Frayeur au milieu de la nuit: le vent faiblit et un contre courant agite la mer, nous n’avançons plus et quand nous voulons démarrer le moteur, rien ne se passe. Domi vérifie tout le câblage, les fusibles et le démarreur mais tout semble normal mais pas moyen de démarrer. On continue à la voile en barrant car à un nœud dans une mer un peu confuse le pilote n’arrête pas de se mettre en alarme. Mais même « à la main » la vitesse est trop faible pour se diriger. Domi va dormir en me laissant me dépatouiller pour essayer de faire porter les voiles . Quand il se réveille une heure plus tard il a une idée: et si c’était la batterie! La tension semble bonne (12,70 V) mais elle chute à 5V dès qu’on actionne le démarreur… Il bricole des câbles pour pouvoir démarrer en utilisant les batteries de servitude qui sont bien chargées mais assez loin du moteur. Au premier essai on entend le démarreur mais les câbles sont d’un trop petit diamètre et n’amène pas assez de courant, il les double et miracle çà démarre!

Etape à Belanbelang, l’endroit est parfaitement abrité avec un chenal d’entrée bien balisé (c’est rare dans ce pays) et serait très joli si le fond de la baie n’était pas occupée par une centrale à charbon.

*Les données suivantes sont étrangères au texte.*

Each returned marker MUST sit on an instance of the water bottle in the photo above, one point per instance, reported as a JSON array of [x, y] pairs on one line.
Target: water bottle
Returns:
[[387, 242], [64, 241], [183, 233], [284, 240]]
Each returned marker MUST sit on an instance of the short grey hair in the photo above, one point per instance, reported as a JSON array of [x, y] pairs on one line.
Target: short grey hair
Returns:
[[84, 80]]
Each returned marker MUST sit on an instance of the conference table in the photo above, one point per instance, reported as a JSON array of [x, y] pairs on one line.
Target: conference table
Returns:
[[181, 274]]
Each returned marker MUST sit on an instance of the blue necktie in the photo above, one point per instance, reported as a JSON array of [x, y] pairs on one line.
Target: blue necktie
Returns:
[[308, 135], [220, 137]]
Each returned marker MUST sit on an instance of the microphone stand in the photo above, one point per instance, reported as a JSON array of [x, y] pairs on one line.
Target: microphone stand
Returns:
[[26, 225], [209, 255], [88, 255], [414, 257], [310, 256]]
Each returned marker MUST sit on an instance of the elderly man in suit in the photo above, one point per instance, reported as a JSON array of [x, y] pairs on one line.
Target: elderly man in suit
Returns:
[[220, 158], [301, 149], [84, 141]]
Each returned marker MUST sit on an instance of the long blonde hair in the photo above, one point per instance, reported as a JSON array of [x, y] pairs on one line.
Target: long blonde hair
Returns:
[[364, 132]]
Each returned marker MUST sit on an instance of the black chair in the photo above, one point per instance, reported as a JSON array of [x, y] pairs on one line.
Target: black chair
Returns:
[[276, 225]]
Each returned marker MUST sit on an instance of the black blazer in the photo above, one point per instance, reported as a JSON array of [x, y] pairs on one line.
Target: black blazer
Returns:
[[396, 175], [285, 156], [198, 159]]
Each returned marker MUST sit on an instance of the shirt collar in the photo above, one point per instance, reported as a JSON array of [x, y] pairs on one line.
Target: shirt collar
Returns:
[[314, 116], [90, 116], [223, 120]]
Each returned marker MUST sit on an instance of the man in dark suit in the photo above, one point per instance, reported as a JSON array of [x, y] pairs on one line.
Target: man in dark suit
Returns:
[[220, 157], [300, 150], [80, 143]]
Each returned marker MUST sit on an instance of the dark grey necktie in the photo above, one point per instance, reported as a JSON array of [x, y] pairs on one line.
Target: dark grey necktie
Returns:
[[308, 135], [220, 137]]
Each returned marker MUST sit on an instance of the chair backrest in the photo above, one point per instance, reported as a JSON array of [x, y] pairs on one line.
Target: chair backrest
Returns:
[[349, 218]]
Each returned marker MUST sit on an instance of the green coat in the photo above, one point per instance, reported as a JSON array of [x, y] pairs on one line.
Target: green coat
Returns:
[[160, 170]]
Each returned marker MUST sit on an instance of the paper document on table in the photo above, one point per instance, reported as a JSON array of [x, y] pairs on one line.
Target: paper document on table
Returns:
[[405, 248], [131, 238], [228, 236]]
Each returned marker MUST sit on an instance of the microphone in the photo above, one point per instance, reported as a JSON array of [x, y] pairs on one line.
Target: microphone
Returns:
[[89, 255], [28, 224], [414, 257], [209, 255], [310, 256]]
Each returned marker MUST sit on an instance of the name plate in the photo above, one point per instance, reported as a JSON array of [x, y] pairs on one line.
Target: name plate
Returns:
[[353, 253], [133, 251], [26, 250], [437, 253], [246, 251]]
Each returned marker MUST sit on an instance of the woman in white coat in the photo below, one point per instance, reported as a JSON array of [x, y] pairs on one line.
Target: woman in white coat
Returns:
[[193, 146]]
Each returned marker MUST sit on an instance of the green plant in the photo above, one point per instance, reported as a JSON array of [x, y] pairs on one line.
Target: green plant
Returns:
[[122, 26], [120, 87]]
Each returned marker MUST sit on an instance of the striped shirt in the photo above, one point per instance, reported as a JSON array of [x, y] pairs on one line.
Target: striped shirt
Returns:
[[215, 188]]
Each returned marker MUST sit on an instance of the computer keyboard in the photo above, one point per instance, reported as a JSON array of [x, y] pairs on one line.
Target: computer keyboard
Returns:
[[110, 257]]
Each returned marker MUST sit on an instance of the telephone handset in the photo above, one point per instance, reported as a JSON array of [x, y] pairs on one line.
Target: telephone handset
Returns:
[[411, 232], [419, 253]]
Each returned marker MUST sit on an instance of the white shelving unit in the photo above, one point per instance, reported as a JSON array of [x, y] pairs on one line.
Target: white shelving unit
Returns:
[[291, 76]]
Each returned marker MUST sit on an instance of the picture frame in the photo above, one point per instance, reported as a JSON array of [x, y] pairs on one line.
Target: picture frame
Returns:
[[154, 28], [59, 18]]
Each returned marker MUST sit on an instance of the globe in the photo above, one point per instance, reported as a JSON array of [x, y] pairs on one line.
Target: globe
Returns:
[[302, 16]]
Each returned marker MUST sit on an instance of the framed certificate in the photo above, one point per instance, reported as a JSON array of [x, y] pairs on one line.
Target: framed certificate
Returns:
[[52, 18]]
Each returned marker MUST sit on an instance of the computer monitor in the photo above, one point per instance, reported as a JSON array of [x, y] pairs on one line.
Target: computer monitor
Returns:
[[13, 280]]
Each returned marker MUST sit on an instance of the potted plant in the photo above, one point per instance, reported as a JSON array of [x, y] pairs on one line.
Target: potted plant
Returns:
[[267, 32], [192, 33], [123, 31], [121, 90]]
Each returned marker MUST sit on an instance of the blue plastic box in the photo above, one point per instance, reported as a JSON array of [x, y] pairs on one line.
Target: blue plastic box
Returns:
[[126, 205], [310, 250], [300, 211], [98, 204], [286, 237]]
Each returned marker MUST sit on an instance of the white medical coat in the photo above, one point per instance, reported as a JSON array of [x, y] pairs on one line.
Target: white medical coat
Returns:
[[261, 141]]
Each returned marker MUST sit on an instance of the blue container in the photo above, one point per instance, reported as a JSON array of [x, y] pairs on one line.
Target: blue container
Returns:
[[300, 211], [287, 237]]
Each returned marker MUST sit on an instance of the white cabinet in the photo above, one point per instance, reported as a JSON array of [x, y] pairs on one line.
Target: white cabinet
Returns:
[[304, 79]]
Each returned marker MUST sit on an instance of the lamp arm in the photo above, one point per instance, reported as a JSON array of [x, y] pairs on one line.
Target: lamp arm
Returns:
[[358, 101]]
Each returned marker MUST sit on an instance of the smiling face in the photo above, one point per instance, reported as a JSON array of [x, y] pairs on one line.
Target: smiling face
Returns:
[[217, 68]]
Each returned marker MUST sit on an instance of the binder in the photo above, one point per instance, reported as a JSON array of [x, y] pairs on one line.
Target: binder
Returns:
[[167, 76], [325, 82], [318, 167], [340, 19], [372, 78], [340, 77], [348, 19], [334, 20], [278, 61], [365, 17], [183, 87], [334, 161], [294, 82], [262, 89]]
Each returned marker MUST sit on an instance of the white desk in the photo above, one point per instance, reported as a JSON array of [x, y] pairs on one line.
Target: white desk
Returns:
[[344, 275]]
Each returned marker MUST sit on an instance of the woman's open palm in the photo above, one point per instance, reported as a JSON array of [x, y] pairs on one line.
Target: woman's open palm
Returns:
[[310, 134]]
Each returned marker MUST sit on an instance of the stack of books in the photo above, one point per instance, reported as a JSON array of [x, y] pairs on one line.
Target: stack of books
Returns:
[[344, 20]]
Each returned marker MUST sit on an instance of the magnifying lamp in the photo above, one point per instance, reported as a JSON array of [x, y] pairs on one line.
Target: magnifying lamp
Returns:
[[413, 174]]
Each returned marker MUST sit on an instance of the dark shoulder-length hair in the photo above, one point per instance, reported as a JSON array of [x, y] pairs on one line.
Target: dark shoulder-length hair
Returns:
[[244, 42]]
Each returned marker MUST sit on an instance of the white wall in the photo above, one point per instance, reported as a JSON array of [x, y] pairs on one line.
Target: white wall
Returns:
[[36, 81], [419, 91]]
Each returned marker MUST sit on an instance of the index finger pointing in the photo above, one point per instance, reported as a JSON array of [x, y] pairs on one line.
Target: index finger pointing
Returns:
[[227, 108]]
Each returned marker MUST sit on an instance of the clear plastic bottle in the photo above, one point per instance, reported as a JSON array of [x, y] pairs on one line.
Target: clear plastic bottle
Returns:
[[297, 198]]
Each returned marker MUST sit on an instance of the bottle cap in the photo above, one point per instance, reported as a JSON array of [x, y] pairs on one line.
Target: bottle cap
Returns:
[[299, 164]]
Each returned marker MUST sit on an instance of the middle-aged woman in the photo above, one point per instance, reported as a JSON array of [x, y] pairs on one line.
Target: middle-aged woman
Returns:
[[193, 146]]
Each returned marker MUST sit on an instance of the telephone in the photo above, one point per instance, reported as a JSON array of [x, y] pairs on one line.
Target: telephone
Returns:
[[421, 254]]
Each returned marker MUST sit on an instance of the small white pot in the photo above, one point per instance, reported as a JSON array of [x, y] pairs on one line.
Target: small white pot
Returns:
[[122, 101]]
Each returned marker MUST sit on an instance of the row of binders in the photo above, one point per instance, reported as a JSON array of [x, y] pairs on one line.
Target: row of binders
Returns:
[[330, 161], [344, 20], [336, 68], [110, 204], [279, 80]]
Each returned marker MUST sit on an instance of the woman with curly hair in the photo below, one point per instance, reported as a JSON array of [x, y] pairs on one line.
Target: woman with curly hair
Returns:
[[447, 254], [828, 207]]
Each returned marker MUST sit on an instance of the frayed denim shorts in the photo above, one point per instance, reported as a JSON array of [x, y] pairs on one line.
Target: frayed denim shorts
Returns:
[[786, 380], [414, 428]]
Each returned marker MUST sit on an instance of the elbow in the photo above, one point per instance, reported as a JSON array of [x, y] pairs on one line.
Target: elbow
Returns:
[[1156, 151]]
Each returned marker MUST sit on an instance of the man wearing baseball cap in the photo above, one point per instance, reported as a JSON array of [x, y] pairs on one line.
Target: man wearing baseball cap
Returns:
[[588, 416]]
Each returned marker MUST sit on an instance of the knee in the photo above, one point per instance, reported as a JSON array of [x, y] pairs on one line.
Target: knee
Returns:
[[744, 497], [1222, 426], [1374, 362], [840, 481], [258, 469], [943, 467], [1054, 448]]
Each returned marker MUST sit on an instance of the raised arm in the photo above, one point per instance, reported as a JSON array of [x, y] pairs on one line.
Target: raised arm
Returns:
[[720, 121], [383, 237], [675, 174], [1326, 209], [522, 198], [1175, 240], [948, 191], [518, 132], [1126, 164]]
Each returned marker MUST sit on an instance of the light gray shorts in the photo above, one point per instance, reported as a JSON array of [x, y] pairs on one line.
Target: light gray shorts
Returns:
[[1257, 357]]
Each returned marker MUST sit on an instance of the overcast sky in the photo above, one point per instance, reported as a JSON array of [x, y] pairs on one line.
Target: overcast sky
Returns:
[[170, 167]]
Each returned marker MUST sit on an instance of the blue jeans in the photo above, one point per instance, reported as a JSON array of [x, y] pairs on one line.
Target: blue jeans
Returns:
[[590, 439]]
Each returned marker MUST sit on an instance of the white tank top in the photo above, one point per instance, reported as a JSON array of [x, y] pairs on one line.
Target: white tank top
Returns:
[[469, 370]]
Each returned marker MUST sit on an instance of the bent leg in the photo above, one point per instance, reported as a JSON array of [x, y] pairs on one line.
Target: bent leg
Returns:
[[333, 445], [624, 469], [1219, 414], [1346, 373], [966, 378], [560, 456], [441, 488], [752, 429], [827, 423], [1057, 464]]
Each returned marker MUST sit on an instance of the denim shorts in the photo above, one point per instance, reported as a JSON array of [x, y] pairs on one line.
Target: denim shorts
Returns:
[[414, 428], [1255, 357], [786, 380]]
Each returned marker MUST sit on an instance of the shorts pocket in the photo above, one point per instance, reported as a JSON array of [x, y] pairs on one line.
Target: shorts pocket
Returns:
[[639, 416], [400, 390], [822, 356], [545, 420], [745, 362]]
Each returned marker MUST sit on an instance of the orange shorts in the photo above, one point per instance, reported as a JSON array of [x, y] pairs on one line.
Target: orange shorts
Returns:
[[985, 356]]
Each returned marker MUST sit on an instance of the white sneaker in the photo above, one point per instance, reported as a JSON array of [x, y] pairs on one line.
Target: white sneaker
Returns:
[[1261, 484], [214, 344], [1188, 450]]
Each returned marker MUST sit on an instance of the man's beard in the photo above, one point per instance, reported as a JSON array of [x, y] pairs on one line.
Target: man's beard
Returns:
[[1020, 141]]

Vous noterez sur la photo du caboteur local son système de gouvernail semblable à 2 avirons disposés de part et d’autre de la poupe. Un tel système à pratiquement disparu des navires depuis le 13ème siècle! Ces bateaux sont des pièces de musée!

Nous repartons au matin pour la dernière partie de cette descente. Le vent est suffisant pour avancer toute la matinée, mais dans l’après-midi de gros nuages noirs s’amoncellent autours de nous. Juste avant la nuit nous affalons la grand voile pour ne pas nous faire surprendre: il n’y a pas de lune, on ne verra pas les grains arriver. Le trafic dans cette partie la plus étroite du détroit de Makassar est assez dense mais sans causer de soucis particulier. Vers Minuit nous contournons la pointe Rangasa et infléchissons notre route pour pénétrer dans cette immense baie au fond de laquelle se trouve Polewali. Nous voyons les lumières. de Magene. et tout de suite après la mer se couvre de lumières, nous nous retrouvons en plein milieu d’une zone de pèche. Plupart des bateaux sont stationnaires, amarrés aux fameux FAD, mais certains se déplacent et d’autres ne sont pas du tout éclairés et nous lance un bref éclair de lampe torche s’il nous trouvent trop près d’eux. La radar s’avère bien pratique pour évaluer les distances dans cette débauche de lumière et voir les embarcations non éclairées. Nous slalomons pendant une bonne heure dans cette flotte improbable.

Vers huit heures nous ancrons dans l’anse de Sapoang une très joie baie bien protégée une dizaine de milles à l’est de Toliwali. C’est l’heure idéale pour un bon petit déjeuner!